Open-Source Internship opportunity by OpenGenus for programmers. Apply now.
Reading time: 35 minutes | Coding time: 15 minutes
Y-fast trie is a data structure used to store integers from a bounded domain. It is a bitwise trie, i.e. a binary tree where each subtree stores values having binary representations with common prefix.
It is considered as an upgrade to X-fast tries, allowing more efficient memory usage and faster insertion/deletions.Y-fast trie also treats integers as if they were words of w
bits which allows storing integers as a trie of words.
It is expected to perform five operations:
- find(x): Find x in the given trie.
- predecessor(x): Return the largest element in domain less than or equal to x.
- successor(x): Return the smallest element in domain less greater or equal to x.
- insert(x, v): Insert an element x into trie pointing to value v.
- delete(x): Delete an element x from trie.
Y-fast tries consists of two data structures:
- X-fast tries
- balanced binary search trees
Keys are divided into logU groups of consecutive elements, with U being the universe size.
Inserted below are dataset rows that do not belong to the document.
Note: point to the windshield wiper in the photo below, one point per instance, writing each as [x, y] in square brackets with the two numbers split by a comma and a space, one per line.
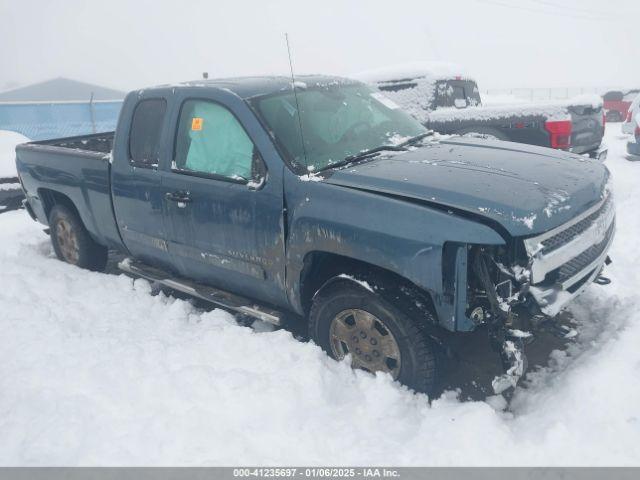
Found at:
[364, 154]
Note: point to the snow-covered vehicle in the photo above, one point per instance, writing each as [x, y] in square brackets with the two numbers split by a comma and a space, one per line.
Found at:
[444, 98]
[631, 122]
[633, 146]
[330, 205]
[617, 103]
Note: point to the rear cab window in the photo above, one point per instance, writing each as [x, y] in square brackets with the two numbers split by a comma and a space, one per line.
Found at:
[210, 141]
[146, 132]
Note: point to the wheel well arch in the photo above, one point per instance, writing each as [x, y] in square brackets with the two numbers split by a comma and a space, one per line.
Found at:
[320, 267]
[51, 198]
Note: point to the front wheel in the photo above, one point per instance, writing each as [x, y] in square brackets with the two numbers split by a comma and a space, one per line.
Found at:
[72, 242]
[348, 319]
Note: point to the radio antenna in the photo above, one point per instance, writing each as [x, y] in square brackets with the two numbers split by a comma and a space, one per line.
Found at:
[295, 95]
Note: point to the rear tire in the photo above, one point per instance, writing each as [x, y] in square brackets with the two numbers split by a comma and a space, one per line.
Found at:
[329, 327]
[72, 242]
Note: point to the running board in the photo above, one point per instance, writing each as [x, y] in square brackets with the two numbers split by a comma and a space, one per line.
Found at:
[210, 294]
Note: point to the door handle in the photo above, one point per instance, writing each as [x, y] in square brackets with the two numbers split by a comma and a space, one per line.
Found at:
[180, 197]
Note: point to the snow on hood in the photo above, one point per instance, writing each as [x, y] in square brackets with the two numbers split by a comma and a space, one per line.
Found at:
[482, 177]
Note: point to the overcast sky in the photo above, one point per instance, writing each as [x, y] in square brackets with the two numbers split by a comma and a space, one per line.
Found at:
[504, 43]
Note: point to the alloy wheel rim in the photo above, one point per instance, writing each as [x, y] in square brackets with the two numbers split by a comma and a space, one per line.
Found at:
[365, 337]
[67, 241]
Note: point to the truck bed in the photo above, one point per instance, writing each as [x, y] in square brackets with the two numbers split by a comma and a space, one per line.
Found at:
[75, 170]
[98, 142]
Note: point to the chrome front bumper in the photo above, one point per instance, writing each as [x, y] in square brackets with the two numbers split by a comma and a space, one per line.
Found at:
[565, 260]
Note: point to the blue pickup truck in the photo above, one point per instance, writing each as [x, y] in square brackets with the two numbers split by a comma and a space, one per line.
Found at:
[320, 200]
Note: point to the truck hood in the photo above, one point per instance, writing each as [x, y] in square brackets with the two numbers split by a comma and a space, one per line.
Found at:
[527, 190]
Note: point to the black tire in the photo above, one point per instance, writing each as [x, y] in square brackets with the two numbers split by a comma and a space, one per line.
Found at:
[417, 368]
[67, 229]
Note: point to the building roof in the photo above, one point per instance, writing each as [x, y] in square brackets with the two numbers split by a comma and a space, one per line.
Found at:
[60, 90]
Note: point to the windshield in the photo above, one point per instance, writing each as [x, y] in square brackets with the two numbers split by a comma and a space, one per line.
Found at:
[338, 121]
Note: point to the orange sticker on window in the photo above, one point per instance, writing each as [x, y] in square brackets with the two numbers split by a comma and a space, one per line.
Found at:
[196, 124]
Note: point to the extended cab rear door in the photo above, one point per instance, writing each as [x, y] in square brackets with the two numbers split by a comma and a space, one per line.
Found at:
[138, 197]
[223, 207]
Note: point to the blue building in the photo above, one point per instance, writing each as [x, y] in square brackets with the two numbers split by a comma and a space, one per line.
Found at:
[59, 108]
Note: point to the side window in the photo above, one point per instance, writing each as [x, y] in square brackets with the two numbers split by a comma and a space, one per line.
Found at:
[210, 140]
[146, 127]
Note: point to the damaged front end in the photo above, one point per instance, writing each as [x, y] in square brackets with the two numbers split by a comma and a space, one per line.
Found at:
[516, 289]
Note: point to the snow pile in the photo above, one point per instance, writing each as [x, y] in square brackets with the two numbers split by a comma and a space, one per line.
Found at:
[490, 100]
[552, 111]
[421, 69]
[8, 142]
[96, 370]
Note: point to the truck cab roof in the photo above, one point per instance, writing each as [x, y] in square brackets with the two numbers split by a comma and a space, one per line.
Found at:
[258, 86]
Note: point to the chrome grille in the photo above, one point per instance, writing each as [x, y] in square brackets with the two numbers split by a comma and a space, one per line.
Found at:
[565, 236]
[583, 260]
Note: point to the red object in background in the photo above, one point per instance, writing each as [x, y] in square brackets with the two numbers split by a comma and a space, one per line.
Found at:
[559, 133]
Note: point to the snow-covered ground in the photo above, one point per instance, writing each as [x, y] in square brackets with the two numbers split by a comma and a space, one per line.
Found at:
[8, 142]
[94, 370]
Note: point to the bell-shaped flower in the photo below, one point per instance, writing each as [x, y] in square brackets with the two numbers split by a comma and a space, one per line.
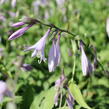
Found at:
[39, 47]
[13, 3]
[4, 91]
[54, 55]
[107, 26]
[19, 32]
[18, 24]
[70, 100]
[85, 62]
[59, 84]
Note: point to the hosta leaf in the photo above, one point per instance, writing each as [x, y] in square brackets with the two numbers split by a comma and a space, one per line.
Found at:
[44, 100]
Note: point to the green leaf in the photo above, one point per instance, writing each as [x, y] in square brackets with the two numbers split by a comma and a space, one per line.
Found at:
[44, 100]
[77, 95]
A balanced bst is created for each group, with each group being of atleast logU / 4 elements and atmost 2logU elements.
For every binary search tree, a representative r is chosen and all these representatives are stored in a X-fast trie. r has to be smaller than it's successor in X-fast trie and all elements in the bst represented by the successor, as well as greater than its predecessor and all elements in its bst. r does not necessarily have to be one of the element in the bst it represents.
Image above shows a Y-fast trie with universe size M
.
Y-fast trie starts as a X-fast trie. The major change is that we operate on representative values r
in X-fast tries, and the leaf nodes points to balanced binary search trees rather than values.
Algorithm
Y Fast trie supports the following operations:
- find
- successor and predecessor
- insert
- delete
Find operation
- find(k): Find the element k in trie.
1. Find the predecessor and successor representatives of k in the X-fast
trie, i.e. find largest representative smaller than k and find smallest
representative larger than k in representative X-fast trie.
k can be only in the bst's represented by them.
2. Binary search for k in the binary search trees.
Successor and Predecessor operations
- successor(k) and predecessor(k): Successor is the node with smallest element greater than or equal to k, while predecessor is largest element smaller than or equal to k in trie. This node will have longest common prefix with k.
1. Find the successor and predecessor representatives of k in the X-fast trie.
2. Traverse both trees to get two potential successor (or predecessor) of k.
Select the appropriate of the two options.
Insert operation
- insert(k, v): To insert the key value pair (k, v)
First determine in which balanced bst should k be inserted
1. Find the successor of k. Determine the bst in which the successor is stored.
Let the tree be T.
2. Insert k into tree T, with the node pointing to v.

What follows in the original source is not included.